This transition between fall and winter may seem like a boring or ugly season, after all the “leaf peeping” tourists have gone home and before all the people come up for ski season. You may be getting in the last of the dwindling biking days or you may have already hung your bike up for the season. This transition period, before your skis or snowboards come out for the season, is a great chance to reflect on the fun and busy summer, and a wonderful opportunity to slow down a little bit before the next season starts. If you’re anything like us, the summer is jam packed with biking, BBQs, hanging out with friends and family, more biking, spending time on the water, and so on. Basically anytime the sun is out there can feel like an unofficial obligation to get outside and spend as much time in the outdoors as possible. While we absolutely love the outdoors, if it’s a nice summer with lots of sunshine, we can be outdoors and darting around so much that we run ourselves ragged. It feels weird to complain about this because it’s not really a problem at all, but when you’re just going, going, going all the time, it can be absolutely exhausting. So much so that you might even look forward to a rainy day so that you can get the necessary things done in your life like that overlooked and not-nearly-as-fun housework or other “adulting” tasks.

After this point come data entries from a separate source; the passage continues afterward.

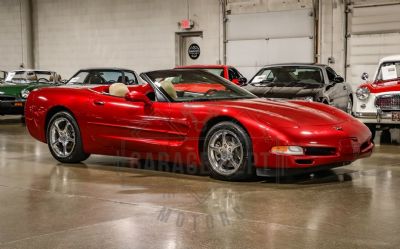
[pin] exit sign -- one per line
(186, 24)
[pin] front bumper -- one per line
(15, 107)
(348, 151)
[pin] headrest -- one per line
(122, 78)
(31, 77)
(118, 90)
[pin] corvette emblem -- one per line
(338, 128)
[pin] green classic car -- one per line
(3, 75)
(17, 86)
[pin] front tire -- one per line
(64, 139)
(227, 152)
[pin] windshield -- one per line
(280, 76)
(24, 77)
(389, 71)
(100, 77)
(183, 85)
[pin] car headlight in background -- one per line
(288, 150)
(25, 93)
(363, 93)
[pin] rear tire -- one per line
(349, 108)
(227, 152)
(64, 139)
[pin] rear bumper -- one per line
(12, 107)
(293, 171)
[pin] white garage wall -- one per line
(15, 42)
(137, 34)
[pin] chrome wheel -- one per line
(62, 137)
(225, 152)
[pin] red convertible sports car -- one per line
(195, 118)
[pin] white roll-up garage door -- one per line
(373, 33)
(258, 39)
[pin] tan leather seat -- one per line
(169, 87)
(31, 77)
(118, 90)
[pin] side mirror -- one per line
(135, 96)
(242, 80)
(364, 76)
(338, 79)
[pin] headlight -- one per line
(363, 93)
(288, 150)
(25, 93)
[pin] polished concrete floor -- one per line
(105, 203)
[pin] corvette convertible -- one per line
(195, 118)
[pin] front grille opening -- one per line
(304, 161)
(364, 146)
(319, 151)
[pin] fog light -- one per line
(288, 150)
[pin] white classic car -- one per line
(378, 102)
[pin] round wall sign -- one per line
(194, 51)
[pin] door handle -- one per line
(98, 102)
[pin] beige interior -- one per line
(118, 90)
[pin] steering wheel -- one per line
(210, 92)
(43, 80)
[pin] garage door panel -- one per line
(248, 72)
(247, 53)
(258, 39)
(376, 19)
(365, 51)
(270, 25)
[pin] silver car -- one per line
(314, 82)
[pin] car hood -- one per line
(284, 90)
(12, 89)
(285, 113)
(15, 89)
(383, 86)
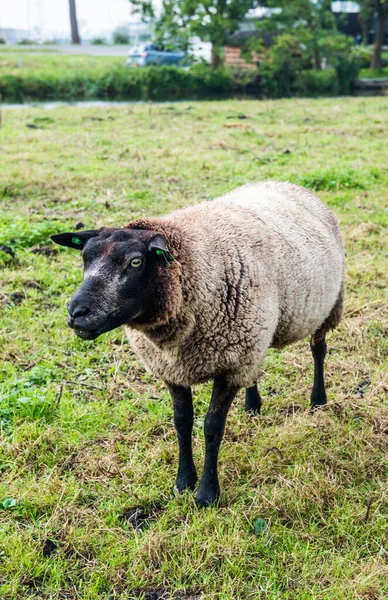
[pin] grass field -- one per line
(88, 451)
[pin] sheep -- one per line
(205, 291)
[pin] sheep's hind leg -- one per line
(183, 420)
(252, 400)
(221, 400)
(318, 348)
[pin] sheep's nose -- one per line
(78, 310)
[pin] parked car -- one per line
(150, 54)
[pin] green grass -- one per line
(87, 434)
(17, 61)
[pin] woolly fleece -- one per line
(261, 266)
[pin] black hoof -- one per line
(207, 497)
(186, 482)
(318, 398)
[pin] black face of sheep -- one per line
(119, 278)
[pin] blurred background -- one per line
(93, 49)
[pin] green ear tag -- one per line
(163, 253)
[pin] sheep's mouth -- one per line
(87, 334)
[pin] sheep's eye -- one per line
(136, 262)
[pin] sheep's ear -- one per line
(75, 240)
(158, 245)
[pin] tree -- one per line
(308, 20)
(210, 20)
(75, 39)
(381, 7)
(365, 16)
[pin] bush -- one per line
(121, 83)
(120, 35)
(316, 83)
(98, 41)
(281, 65)
(363, 55)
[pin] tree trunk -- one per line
(316, 57)
(382, 15)
(217, 58)
(75, 39)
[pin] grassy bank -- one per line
(37, 76)
(87, 436)
(57, 77)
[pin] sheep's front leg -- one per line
(222, 397)
(183, 420)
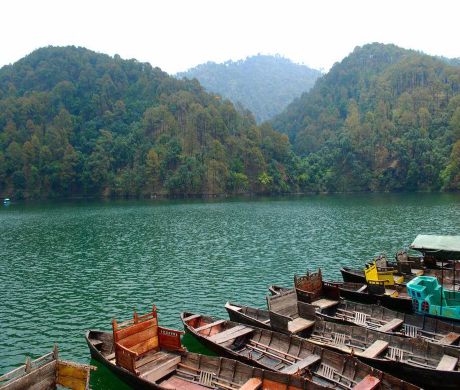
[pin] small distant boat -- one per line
(420, 365)
(439, 254)
(147, 356)
(311, 288)
(429, 297)
(288, 354)
(47, 372)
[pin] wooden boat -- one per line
(373, 317)
(275, 289)
(385, 320)
(311, 288)
(289, 354)
(438, 251)
(170, 366)
(414, 360)
(449, 276)
(47, 372)
(395, 298)
(197, 372)
(429, 297)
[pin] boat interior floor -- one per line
(156, 365)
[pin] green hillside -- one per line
(383, 119)
(263, 84)
(78, 123)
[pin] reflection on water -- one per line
(68, 267)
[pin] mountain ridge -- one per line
(264, 84)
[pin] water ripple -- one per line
(65, 268)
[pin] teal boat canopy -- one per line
(443, 247)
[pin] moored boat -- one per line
(395, 298)
(414, 360)
(47, 372)
(130, 353)
(274, 289)
(374, 317)
(288, 354)
(385, 320)
(311, 289)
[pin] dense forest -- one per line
(78, 123)
(263, 84)
(384, 119)
(75, 123)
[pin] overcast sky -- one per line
(178, 34)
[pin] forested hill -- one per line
(263, 84)
(383, 119)
(77, 123)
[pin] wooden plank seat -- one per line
(395, 353)
(391, 325)
(301, 364)
(231, 333)
(160, 367)
(369, 382)
(447, 363)
(411, 330)
(252, 384)
(192, 317)
(324, 303)
(375, 349)
(299, 324)
(331, 374)
(178, 383)
(207, 326)
(138, 342)
(205, 378)
(111, 357)
(450, 338)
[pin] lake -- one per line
(70, 266)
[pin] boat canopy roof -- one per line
(438, 246)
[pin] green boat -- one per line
(429, 297)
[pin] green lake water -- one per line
(71, 266)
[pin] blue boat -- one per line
(429, 297)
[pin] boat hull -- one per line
(243, 319)
(397, 304)
(126, 376)
(420, 376)
(349, 275)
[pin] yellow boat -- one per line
(389, 278)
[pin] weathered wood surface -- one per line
(301, 364)
(229, 334)
(207, 326)
(391, 325)
(324, 303)
(450, 338)
(252, 384)
(299, 324)
(368, 383)
(447, 363)
(375, 349)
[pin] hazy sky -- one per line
(178, 34)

While this isn’t even really a problem and might not be something you personally experience, it has helped us truly appreciate (and even look forward to) stick season. Between late October into early December, we take this “season” as a chance to slow down from the busy pace of summer, reconnect with people we haven’t seen between everyone’s hectic summer travel schedules, reflect on everything we’ve accomplished over the summer months, and recharge for a winter filled with skiing, snowboarding, and other activities.
So, if you’re feeling bored or unsure of what to do after biking is over for the season, slow down, make yourself a nice cup of tea or a pumpkin spice latte, call up a friend, watch a movie, have lunch with your parents, or do anything else you’ve been neglecting all summer. You’ll be glad you did and you’ll feel refreshed and ready to go when the next season starts.